About the Series ...
This is the twenty-first article of the series, MDX
Essentials. The series is designed to provide hands-on application of the
fundamentals of the Multidimensional Expressions (MDX) language, with
each tutorial progressively adding features designed to meet specific
real-world needs.
For more information about the series in general, as well as
the software and systems requirements needed for getting the most out of the
lessons included, please see the first article, MDX at
First Glance: Introduction to MDX Essentials.
Note: Service Pack 3 updates are assumed for MSSQL
Server 2000, MSSQL Server 2000 Analysis Services, and the related Books
Online and Samples.
What We Accomplished in our Last Article
In the
last article of the series, Subset
Functions: The Tail() Function, we
continued our group of three articles surrounding functions whose primary
purpose is to perform operations on subsets. We introduced the Tail()
function, with which we can return a subset from the end of a set. We
commented upon the operation of the function, and then examined its syntax.
Next, we undertook practice examples with the function, based upon hypothetical
business requirements, following the approach we have used throughout the
series.
In our practice set, we intentionally replicated the
requirements we had simulated in working with the Head() function in the
article that preceded it, so as to compare the Tail() and Head()
functions, and to note their similarities in operation, as well as to contrast
the results datasets they returned. Throughout the practice examples, we
briefly discussed the results datasets we obtained with regard to the Tail()

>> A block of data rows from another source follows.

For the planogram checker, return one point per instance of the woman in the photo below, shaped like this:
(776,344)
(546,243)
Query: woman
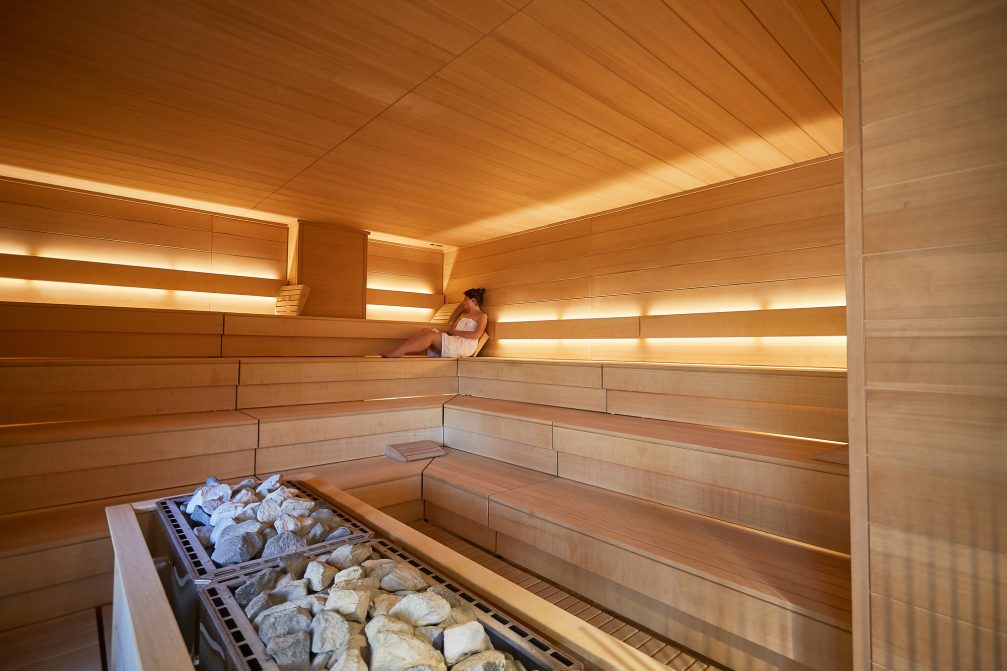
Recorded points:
(466,325)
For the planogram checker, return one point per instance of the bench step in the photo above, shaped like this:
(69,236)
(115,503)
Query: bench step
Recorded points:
(412,451)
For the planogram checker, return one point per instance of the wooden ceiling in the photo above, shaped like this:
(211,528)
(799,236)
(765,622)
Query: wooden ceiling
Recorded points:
(449,121)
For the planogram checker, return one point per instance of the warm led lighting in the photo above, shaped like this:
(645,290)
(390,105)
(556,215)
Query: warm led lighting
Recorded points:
(104,188)
(399,313)
(44,291)
(150,256)
(400,283)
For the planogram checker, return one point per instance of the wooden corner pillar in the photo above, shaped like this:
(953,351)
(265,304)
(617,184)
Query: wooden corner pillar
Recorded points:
(332,260)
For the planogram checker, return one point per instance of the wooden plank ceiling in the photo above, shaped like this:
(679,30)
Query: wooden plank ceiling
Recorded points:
(450,121)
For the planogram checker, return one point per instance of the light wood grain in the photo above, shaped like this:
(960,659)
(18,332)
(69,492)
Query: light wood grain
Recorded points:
(68,642)
(557,625)
(140,609)
(563,396)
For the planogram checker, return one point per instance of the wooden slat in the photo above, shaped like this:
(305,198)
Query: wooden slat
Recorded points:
(256,396)
(584,398)
(277,371)
(405,298)
(554,623)
(502,449)
(782,418)
(335,450)
(89,272)
(140,640)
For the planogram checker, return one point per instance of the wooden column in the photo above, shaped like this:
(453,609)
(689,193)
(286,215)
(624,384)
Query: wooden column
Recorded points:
(332,260)
(925,107)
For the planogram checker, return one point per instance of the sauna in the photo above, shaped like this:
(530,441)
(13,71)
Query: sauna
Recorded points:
(739,399)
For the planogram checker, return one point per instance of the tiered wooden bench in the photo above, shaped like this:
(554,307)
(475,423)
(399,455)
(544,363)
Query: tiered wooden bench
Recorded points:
(729,540)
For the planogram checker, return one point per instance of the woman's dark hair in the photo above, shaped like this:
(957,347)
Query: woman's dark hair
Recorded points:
(476,295)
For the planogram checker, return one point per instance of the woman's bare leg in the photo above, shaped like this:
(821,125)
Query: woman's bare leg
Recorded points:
(418,342)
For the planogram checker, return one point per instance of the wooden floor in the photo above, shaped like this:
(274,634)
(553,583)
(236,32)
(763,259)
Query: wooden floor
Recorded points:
(660,649)
(74,642)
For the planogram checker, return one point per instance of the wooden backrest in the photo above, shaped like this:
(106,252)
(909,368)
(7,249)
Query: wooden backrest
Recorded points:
(444,314)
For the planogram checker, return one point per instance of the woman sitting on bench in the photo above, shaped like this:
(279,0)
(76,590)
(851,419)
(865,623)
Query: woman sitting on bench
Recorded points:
(461,339)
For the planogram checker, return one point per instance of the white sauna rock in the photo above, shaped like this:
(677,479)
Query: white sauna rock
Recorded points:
(350,660)
(313,602)
(360,583)
(319,575)
(291,590)
(384,602)
(317,533)
(268,511)
(284,543)
(214,491)
(236,549)
(239,528)
(321,661)
(249,512)
(281,493)
(283,622)
(490,660)
(291,652)
(214,535)
(397,651)
(199,516)
(351,604)
(460,641)
(287,523)
(403,577)
(324,515)
(268,485)
(379,568)
(229,509)
(339,533)
(421,610)
(328,632)
(202,535)
(255,584)
(294,564)
(462,615)
(297,507)
(349,555)
(259,604)
(433,634)
(447,594)
(351,573)
(385,623)
(282,606)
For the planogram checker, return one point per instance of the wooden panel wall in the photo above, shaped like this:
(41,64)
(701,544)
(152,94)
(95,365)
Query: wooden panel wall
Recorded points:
(85,248)
(769,242)
(404,283)
(332,260)
(927,405)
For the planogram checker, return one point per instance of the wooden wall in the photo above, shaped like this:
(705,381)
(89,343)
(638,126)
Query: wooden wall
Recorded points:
(64,246)
(926,106)
(404,283)
(769,242)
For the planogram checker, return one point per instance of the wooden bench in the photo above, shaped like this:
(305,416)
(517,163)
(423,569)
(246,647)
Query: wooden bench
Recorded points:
(747,598)
(790,401)
(296,436)
(300,381)
(44,390)
(769,483)
(456,491)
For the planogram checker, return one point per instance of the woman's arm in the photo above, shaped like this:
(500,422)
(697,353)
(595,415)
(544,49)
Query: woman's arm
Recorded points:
(480,327)
(454,315)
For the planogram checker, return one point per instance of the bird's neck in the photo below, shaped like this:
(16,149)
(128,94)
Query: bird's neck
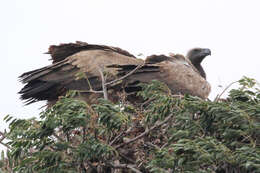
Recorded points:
(200,69)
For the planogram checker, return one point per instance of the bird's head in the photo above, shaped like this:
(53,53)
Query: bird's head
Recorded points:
(196,56)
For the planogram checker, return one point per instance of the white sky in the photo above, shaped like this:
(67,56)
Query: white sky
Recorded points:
(230,28)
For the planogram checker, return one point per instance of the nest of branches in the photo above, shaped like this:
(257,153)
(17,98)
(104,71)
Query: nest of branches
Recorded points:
(164,133)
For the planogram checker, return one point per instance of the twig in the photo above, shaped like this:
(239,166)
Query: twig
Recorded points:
(91,166)
(1,140)
(59,138)
(126,158)
(124,166)
(89,91)
(146,132)
(103,84)
(117,137)
(125,76)
(218,96)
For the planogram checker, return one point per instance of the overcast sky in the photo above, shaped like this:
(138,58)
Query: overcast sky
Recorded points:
(230,28)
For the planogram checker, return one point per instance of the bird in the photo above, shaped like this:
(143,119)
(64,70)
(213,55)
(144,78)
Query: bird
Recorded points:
(79,66)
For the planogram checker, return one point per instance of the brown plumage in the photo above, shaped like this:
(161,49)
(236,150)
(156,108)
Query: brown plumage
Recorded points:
(70,61)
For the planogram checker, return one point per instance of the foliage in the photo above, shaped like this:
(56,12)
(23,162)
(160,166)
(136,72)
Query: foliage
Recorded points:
(166,133)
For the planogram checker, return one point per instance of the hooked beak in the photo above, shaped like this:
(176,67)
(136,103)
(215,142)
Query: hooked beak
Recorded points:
(206,52)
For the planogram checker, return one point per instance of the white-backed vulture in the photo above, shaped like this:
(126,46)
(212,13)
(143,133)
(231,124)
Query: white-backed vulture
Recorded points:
(77,66)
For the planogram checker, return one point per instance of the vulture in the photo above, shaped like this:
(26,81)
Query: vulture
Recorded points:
(81,66)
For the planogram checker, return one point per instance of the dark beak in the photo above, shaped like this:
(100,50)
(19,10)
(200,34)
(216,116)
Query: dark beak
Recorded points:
(206,52)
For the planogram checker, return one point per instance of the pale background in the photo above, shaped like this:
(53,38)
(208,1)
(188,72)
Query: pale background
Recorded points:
(230,28)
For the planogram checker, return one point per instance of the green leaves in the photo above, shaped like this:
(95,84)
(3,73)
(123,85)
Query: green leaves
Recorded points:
(166,133)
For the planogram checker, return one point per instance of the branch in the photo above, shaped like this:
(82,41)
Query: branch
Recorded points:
(158,124)
(124,166)
(103,84)
(58,137)
(1,140)
(218,96)
(125,76)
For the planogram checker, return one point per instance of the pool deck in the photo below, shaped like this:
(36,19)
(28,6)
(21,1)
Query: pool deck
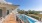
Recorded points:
(10,19)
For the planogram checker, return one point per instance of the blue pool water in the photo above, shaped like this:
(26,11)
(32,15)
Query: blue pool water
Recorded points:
(25,18)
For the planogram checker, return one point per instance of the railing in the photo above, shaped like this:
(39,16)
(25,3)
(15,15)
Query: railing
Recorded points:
(27,19)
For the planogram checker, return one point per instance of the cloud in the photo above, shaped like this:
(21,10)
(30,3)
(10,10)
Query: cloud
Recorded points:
(3,1)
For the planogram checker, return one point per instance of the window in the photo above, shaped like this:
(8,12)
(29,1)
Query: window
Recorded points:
(7,12)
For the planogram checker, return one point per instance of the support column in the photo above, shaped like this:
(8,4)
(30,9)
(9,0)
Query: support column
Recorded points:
(4,12)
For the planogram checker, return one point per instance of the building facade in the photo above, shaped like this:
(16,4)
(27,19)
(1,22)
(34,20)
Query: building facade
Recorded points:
(6,9)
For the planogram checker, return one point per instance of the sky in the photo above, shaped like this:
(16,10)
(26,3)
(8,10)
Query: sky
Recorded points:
(28,4)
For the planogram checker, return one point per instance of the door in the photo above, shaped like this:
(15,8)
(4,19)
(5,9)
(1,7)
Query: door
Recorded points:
(0,12)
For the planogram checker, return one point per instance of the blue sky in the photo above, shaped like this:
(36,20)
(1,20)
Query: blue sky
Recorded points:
(28,4)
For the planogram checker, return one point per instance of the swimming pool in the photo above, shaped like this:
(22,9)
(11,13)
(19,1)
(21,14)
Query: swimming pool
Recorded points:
(27,18)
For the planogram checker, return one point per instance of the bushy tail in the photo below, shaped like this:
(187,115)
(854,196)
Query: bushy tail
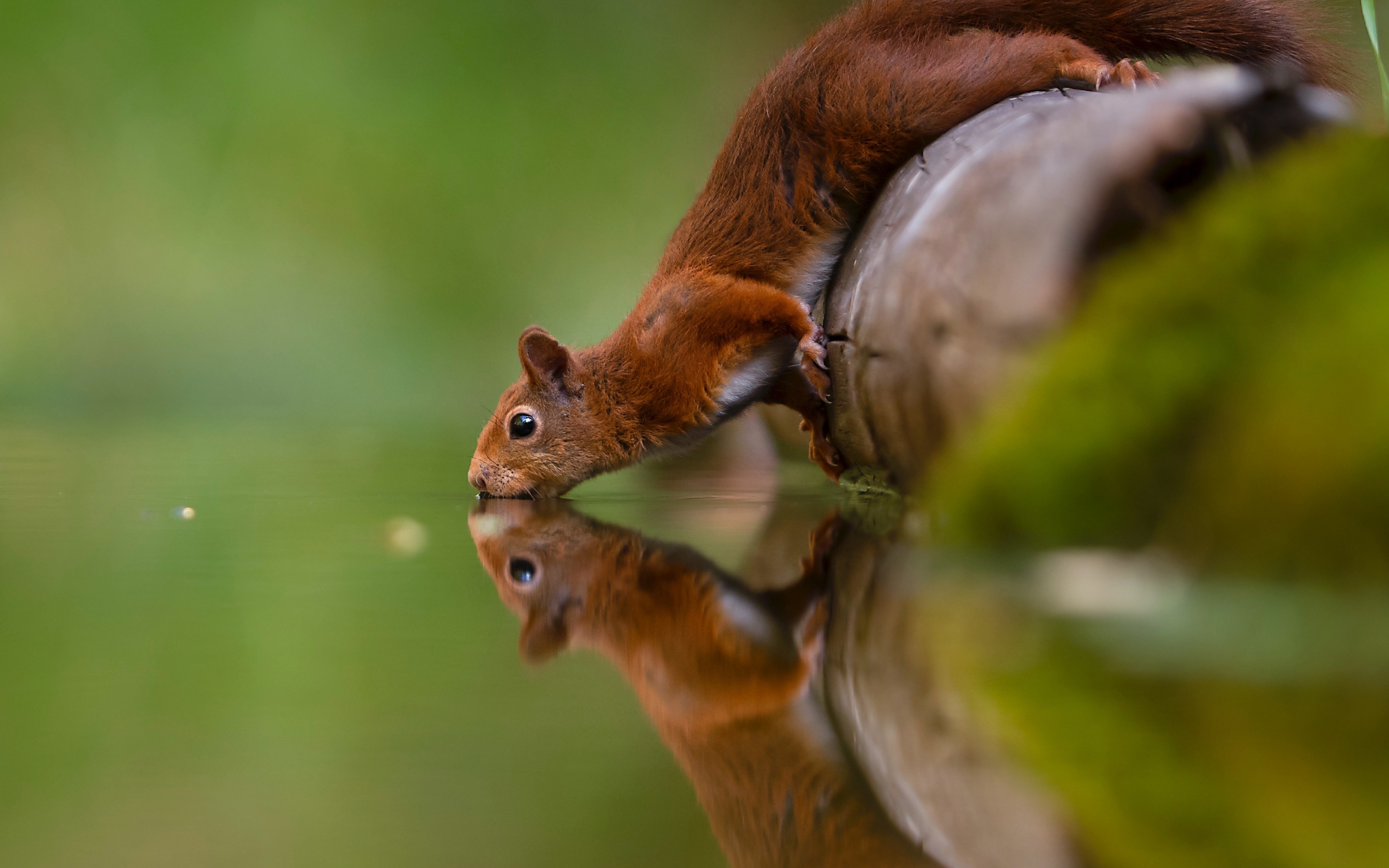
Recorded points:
(1242,31)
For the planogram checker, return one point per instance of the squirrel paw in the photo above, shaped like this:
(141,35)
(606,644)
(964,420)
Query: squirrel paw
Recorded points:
(813,363)
(821,450)
(1092,74)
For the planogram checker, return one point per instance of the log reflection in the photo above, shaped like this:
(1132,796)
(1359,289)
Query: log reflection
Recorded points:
(728,676)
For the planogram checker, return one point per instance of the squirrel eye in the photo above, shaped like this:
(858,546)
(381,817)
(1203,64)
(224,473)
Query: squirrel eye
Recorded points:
(521,571)
(523,425)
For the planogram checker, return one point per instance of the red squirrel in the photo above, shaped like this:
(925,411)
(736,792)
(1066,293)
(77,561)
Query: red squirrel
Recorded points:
(724,673)
(727,318)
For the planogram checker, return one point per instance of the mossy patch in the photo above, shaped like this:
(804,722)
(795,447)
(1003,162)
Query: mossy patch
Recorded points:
(1224,389)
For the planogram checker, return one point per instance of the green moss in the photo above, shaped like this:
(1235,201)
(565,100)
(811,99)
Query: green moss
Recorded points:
(1224,391)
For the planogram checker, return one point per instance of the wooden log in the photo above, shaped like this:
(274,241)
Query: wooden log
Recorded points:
(977,249)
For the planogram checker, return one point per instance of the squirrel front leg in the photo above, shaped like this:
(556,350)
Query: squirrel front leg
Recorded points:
(750,314)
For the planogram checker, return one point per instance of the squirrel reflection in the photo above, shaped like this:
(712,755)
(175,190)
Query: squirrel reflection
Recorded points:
(724,673)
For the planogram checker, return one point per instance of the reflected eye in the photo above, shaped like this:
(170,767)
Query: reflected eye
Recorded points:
(521,571)
(523,425)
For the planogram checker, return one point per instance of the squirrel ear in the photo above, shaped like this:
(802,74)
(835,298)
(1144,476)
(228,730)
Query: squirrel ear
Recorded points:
(546,362)
(542,638)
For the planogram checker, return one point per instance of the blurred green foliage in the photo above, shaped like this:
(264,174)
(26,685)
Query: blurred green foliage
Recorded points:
(270,684)
(1224,391)
(343,210)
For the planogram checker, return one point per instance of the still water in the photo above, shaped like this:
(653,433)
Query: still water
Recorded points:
(263,648)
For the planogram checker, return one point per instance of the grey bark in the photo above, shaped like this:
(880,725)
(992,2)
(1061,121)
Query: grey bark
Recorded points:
(977,249)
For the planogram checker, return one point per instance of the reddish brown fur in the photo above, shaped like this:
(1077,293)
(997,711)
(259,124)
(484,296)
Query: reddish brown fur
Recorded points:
(735,710)
(812,148)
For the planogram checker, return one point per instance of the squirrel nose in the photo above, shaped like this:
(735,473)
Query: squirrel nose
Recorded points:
(478,477)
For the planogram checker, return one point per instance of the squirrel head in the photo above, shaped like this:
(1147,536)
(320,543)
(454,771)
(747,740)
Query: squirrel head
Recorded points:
(698,648)
(545,436)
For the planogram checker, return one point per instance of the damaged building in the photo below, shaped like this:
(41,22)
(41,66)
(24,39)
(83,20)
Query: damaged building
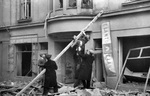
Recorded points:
(32,27)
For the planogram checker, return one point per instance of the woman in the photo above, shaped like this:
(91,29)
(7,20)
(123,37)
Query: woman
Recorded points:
(50,75)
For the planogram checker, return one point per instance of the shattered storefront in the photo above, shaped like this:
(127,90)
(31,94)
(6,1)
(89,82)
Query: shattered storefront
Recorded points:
(23,55)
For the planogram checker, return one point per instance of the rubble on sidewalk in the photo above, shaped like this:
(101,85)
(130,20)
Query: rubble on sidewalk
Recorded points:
(9,88)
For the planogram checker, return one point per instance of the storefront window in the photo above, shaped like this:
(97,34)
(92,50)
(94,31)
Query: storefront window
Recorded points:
(72,3)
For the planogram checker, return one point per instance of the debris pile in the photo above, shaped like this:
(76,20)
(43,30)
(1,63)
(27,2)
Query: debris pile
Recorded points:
(9,88)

function, together with other surrounding considerations.
Introduction
In
this lesson, we will conclude our "triptych" of articles exposing set
functions that deal specifically with subsets. As we have noted, each function
returns a subset of a larger set, as part of its operation. We began the
subset functions articles with an examination of the Head() function,
then explored Tail() in the last. As we mentioned in our last session, these
three functions have much in common in the context of usage and operation; covering
them in close proximity allows us to more finely distinguish among them, as
well as to become aware of their similarities, and to better exploit the attributes
we can leverage to meet specific business needs.
In
this article, we will introduce and overview the Subset() function. The
general purpose of the Subset() function is to return a subset of tuples
from a specified set. We will first comment upon the operation of Subset(),
and then we will:
-
Examine the syntax surrounding the function;
-
Undertake illustrative examples of the uses of the function in
practice exercises;
-
Briefly discuss of the results datasets we obtain in the practice
examples.
The Subset() Function
According to the Analysis Services
Books Online, the Subset() function "returns
«Count» tuples from «Set» as a set, starting at position «Start».
Once we recover from the seemingly redundant explanation that is, in fact, a
pretty clear representation of the operation of the Subset() function, we
can see that Subset() works a little like the substring
functionality that appears in various programming environments, query languages
and other places. We are focusing on tuples and their positions relative to
each other, as opposed to characters, but the similarities in concept are
perhaps easy to recognize.
As we shall see, the order of the
set elements remains intact within the operation of the function. We control
the "range" of the function by providing a count, similar to
the way we control the "reach" we obtain in other MDX functions - and
similar to the way we use the numeric expression in the Head() and
Tail() functions that we explored in our previous two articles. The
difference is that we do not begin our "starting point" from either
the left/beginning or right/ending "side" of the set, as do the Head()
and Tail() functions, respectively (and a bit like LTRIM and RTRIM,
we might note, in the string-based analogy we cited earlier). We can tell Subset()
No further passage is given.